Talibã Legaliza Agressões Contra Mulheres no Afeganistão

23/02/2026

Se não houver ossos quebrados, a violência é tolerada pela nova legislação

Pena máxima para um marido que viola a lei é de 15 dias — Foto: Rovena Rosa/Agência Brasil
Pena máxima para um marido que viola a lei é de 15 dias — Foto: Rovena Rosa/Agência Brasil

Por Revista Formosa

O Talibã promulgou um novo código penal no Afeganistão que autoriza maridos a aplicarem punições físicas contra esposas e filhos, desde que as agressões não resultem em ossos fraturados ou ferimentos expostos. 

O documento, com cerca de 60 páginas, foi obtido pelo jornal britânico The Telegraph e leva a assinatura de Hibatullah Akhundzada, líder supremo do grupo. 

No texto, a violência conjugal deixa de ser tratada como crime e passa a ser classificada como uma forma de "punição discricionária".

As sanções variam conforme a posição do agressor na estrutura hierárquica afegã. Mesmo quando há comprovação de danos graves, a pena máxima prevista é de 15 dias de detenção. 

Além disso, a responsabilização depende de a vítima conseguir provar o abuso perante a Justiça — algo considerado extremamente difícil no contexto atual do país.

O código também impõe restrições severas às mulheres. Uma esposa pode ser condenada a até três meses de prisão caso visite familiares sem autorização do marido, inclusive se estiver fugindo de violência doméstica. 

Paralelamente, qualquer crítica a decisões da liderança talibã pode ser enquadrada como infração penal.

A nova legislação substitui a lei de 2009 destinada à eliminação da violência contra as mulheres, criada antes do retorno do grupo ao poder. A norma revogada criminalizava práticas como casamento forçado, estupro e outras formas de violência de gênero.

Desde que reassumiu o controle do Afeganistão em 2021, o Talibã tem ampliado as restrições impostas à população feminina.

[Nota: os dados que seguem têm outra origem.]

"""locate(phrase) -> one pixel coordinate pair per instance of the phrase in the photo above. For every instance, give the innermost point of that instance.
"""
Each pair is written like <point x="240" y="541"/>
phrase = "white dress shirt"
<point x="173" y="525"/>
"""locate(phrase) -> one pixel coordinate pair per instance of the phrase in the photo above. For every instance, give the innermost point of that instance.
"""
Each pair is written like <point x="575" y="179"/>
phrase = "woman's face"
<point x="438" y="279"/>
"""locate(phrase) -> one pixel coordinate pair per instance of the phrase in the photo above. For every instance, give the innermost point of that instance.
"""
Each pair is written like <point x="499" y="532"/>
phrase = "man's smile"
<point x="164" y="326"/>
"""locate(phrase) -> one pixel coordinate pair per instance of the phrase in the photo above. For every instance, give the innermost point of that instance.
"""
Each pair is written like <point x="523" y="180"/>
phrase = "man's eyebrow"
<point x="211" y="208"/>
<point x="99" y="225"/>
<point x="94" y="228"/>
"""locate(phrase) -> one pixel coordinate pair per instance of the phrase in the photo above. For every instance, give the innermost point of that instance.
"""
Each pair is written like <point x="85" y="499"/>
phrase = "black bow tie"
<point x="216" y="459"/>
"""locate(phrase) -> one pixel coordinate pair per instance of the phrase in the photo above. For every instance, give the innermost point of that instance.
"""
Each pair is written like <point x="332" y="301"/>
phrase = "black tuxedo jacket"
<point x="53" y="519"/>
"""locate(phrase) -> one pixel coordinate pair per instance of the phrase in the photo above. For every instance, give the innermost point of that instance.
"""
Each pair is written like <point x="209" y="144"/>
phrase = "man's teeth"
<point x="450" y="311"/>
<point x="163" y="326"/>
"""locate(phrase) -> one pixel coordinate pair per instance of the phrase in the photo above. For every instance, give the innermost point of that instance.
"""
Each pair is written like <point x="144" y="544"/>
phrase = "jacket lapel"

Meninas estão proibidas de frequentar a escola após os 12 anos, e mulheres foram afastadas de diversos empregos e espaços públicos. 

Também não podem viajar, frequentar parques ou permanecer em locais públicos sem a companhia de um parente do sexo masculino, além de estarem impedidas de organizar protestos.

De acordo com o jornal The Independent, organizações de direitos humanos relatam que o medo de represálias impede até mesmo manifestações anônimas contra o novo código, especialmente após a emissão de uma determinação que torna crime discutir a própria legislação.

A organização afegã de direitos humanos Rawadari, atualmente atuando no exílio, pediu à Organização das Nações Unidas e a outras instituições internacionais que suspendam imediatamente a aplicação da norma e utilizem todos os mecanismos legais disponíveis para impedir sua consolidação.

Já a Relatora Especial da ONU sobre Violência contra Mulheres e Meninas, Reem Alsalem, afirmou na plataforma X que as consequências do novo código para mulheres e meninas são alarmantes, questionando se a comunidade internacional adotará medidas concretas para conter a situação.